A couple of years ago Bridwell wasn’t feeling nearly as cheerful. The band had gone through several lineup changes before peaking with the 2010 Grammy-nominated album Infinite Arms. But they switched gears with 2012’s Mirage Rock, a decent but misguided attempt that traded the band’s strength of ethereal indie-laced country rock for a full-blown sludgy rock album. They didn’t pull it off, and Bridwell knew it. “I can get led by the nose by anybody,” he says. “I’ll appeal to anyone’s sound palette, but I didn’t trust myself to have a difficult conversation about fixing it.”

That trust continued to elude Bridwell as he suffered through a lengthy spell of writer’s block. In the past he would retreat to a cabin in the mountains of Western North Carolina by himself to work, but for Why Are You OK he used the garage of his house in Charleston. It was mostly out of necessity, as he has four young daughters, including an infant and a toddler.

The days blurred together: up at six, kids to school by nine, work until one, grab a nap before the kids come home at three. Once they were in bed, Bridwell would hunker down in the garage, sometimes writing all night. Finally, he broke through with OK’s opener, “Dull Times/The Moon,” an epic two-part song that starts as a wandering,eerie lament and then kicks into a fierce rager. “That song was about writer’s constipation,” he says, laughing. “But it brought the light into the moon, and once I was honest with myself, it snowballed.”

Bridwell has one of music’s most recognizable voices, a piercing tenor that he can unleash, as on the twinkle-to-a-roar chug of “Solemn Oath,” or soften to a whisper, as on the string-soaked, majestic “Hag.”

On OK, he found a kinship with producer Jason Lytle, the lead singer of cult favorites Grandaddy, a band that shares Band of Horses’ sweeping, cinematic sound. During recording, Bridwell and his group first set up in the sunny climes of Stinson Beach, California, before moving to the harsh winter weather of Woodstock, New York, where an open pasture sat next to the studio. Lytle—an avid skier—would lay down cross-country tracks for them to try each morning before beginning work. “I’ve seen NordicTrack on TV, but to move on real skis is wild,” Bridwell says. “But it helped us focus, and after the light of California, I needed some darkness. I love that balance.”

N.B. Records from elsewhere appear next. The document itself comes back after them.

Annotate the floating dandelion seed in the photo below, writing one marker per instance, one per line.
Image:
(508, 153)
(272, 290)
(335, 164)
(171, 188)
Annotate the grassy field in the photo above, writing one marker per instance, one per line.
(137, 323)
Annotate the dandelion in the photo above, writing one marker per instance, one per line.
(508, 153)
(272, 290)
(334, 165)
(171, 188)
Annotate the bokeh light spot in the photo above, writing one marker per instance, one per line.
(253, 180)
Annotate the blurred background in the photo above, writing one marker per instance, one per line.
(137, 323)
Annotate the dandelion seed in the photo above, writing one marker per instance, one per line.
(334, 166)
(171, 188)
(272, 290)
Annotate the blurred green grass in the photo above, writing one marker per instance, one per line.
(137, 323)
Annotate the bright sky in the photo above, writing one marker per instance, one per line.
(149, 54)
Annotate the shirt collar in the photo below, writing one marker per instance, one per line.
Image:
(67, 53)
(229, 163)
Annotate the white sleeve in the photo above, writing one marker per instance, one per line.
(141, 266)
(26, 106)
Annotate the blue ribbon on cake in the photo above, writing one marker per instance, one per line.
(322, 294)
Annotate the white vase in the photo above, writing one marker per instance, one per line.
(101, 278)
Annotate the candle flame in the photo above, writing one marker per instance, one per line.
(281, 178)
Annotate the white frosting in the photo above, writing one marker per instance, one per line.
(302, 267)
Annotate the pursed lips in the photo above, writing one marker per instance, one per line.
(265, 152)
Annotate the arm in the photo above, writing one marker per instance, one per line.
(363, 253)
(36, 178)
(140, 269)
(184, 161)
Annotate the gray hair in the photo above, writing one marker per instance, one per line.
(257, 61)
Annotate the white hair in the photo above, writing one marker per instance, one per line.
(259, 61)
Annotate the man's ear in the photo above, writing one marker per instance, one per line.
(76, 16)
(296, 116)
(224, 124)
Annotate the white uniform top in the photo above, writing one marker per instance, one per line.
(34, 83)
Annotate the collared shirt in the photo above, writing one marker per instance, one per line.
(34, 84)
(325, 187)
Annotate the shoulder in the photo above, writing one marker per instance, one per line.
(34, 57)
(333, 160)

A search for equilibrium also prompted Bridwell’s decision to move back to South Carolina in 2007 to raise his family—he was born in Irmo but left when he was sixteen—after several years in the dark dampness of Seattle. And it was amid the daily routines of family life that the album’s name came into
 being. After snatching her mom’s phone, his five-year-old managed to fire off an e-mail to her older sister’s teacher that through the magic of autocorrect read, “Why are you ok.”

“It’s chaos,” Bridwell says. “We’re playing zone defense, four against two, and she grabbed the phone. I thought it was the perfect album title, one that rolled off the tongue.”

Band of Horses will continue to tour heavily this year. “I’ve got four mouths to feed,” Bridwell says, laughing. But he’s already looking forward to coming back home, a place that means the world to him and where the ideas germinated for the band’s best album to date. “It inspires me like no other place,” he says. “You can feel it: College football is coming back, the smell of cut grass, sweating when you’re sitting down. I’ve never felt that anywhere else.”